Minister for Labour and Social Welfare
- In office 1966–1969
- Appointed by: Joseph Arthur Ankrah
- Preceded by: Susanna Al-Hassan
- Succeeded by: Jatoe Kaleo

Personal details
- Born: 25 July 1909 Accra, Gold Coast
- Died: 21 November 2007 (aged 98)

= S. T. Nettey =

Ghanaian Civil Servant

Samuel Tettey Nettey (1909–2007) was a Ghanaian politician and Civil Servant. He served as Ghana's Commissioner (Minister) for Labour and Social Welfare from 1966 to 1969.

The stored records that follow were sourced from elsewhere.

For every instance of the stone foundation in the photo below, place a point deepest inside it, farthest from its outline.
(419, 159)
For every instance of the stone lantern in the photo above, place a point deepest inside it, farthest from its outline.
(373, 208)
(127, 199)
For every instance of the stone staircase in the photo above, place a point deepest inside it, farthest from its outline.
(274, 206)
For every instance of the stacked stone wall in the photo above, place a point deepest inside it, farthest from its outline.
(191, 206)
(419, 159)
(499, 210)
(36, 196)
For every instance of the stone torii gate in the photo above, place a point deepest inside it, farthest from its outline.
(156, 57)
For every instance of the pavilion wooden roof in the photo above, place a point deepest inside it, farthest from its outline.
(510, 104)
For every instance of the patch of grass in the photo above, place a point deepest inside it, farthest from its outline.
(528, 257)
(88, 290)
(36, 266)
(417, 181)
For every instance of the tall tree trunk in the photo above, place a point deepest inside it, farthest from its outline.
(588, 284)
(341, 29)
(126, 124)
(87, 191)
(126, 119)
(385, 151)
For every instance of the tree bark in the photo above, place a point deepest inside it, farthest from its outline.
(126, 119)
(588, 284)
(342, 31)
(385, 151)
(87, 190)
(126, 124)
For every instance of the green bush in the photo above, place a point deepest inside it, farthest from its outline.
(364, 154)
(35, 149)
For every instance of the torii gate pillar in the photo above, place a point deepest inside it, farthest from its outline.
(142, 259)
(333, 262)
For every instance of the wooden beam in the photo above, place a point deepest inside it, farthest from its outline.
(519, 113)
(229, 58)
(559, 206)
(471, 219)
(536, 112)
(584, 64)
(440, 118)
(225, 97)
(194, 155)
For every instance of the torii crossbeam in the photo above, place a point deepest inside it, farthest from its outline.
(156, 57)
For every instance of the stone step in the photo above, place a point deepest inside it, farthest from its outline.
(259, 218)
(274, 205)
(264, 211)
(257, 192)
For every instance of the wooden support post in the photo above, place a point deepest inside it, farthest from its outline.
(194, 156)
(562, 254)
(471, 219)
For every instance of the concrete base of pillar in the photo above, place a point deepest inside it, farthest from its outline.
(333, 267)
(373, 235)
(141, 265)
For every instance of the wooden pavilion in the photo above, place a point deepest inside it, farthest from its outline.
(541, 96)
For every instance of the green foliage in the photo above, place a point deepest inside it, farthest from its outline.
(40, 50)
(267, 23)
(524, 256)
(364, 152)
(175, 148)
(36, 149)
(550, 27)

== Early life and education ==
Nettey was born in Accra on 25 July 1909, to captain Christopher B. Nettey (a founding member of the Accra Hearts of Oak S. C.), and madam Jane K. Tettey-Ashong. He had his early education at the Government Boys' School in Accra from 1916 to 1923. He also held an Intermediate Certificate in Accountancy, after passing the Corporation of Registered Accountants (Glasgow) entrance examination in 1931. In 1949, he was sent to London to attend a Ministry of Labour course, after which he became an associate member of the Institute of Personnel Management.

== Career and politics ==
In 1937, Nettey took up a job at the Public Works Department. Two years later, he was transferred to the Labour Department which had been established a year earlier. In 1950 he was appointed Labour Officer. He later rose through the ranks to become the Commissioner of Labour (Chief Labour Officer) in 1959. From 1960 to 1963, he was made the representative of the government of Ghana on the International Labour Organisation's governing body. Prior to his appointment as Commissioner for Labour and Social Welfare, he served in various administrative capacities in various firms. Some of which include Shell Ghana Limited, where he served as Personnel Manager. Nettey served as Commissioner (Minister) for Labour and Social Welfare from 1966 to 1969. Tettey was a member of the Ghana Association for the Advancement of Management.

== Personal life ==
Nettey loved to read, sing, and take pictures at his leisure time. His favourite sports were lawn tennis and football. He was a patron of the Accra Hearts of Oak football team. He died on Wednesday 21 November 2007 at the age of 98.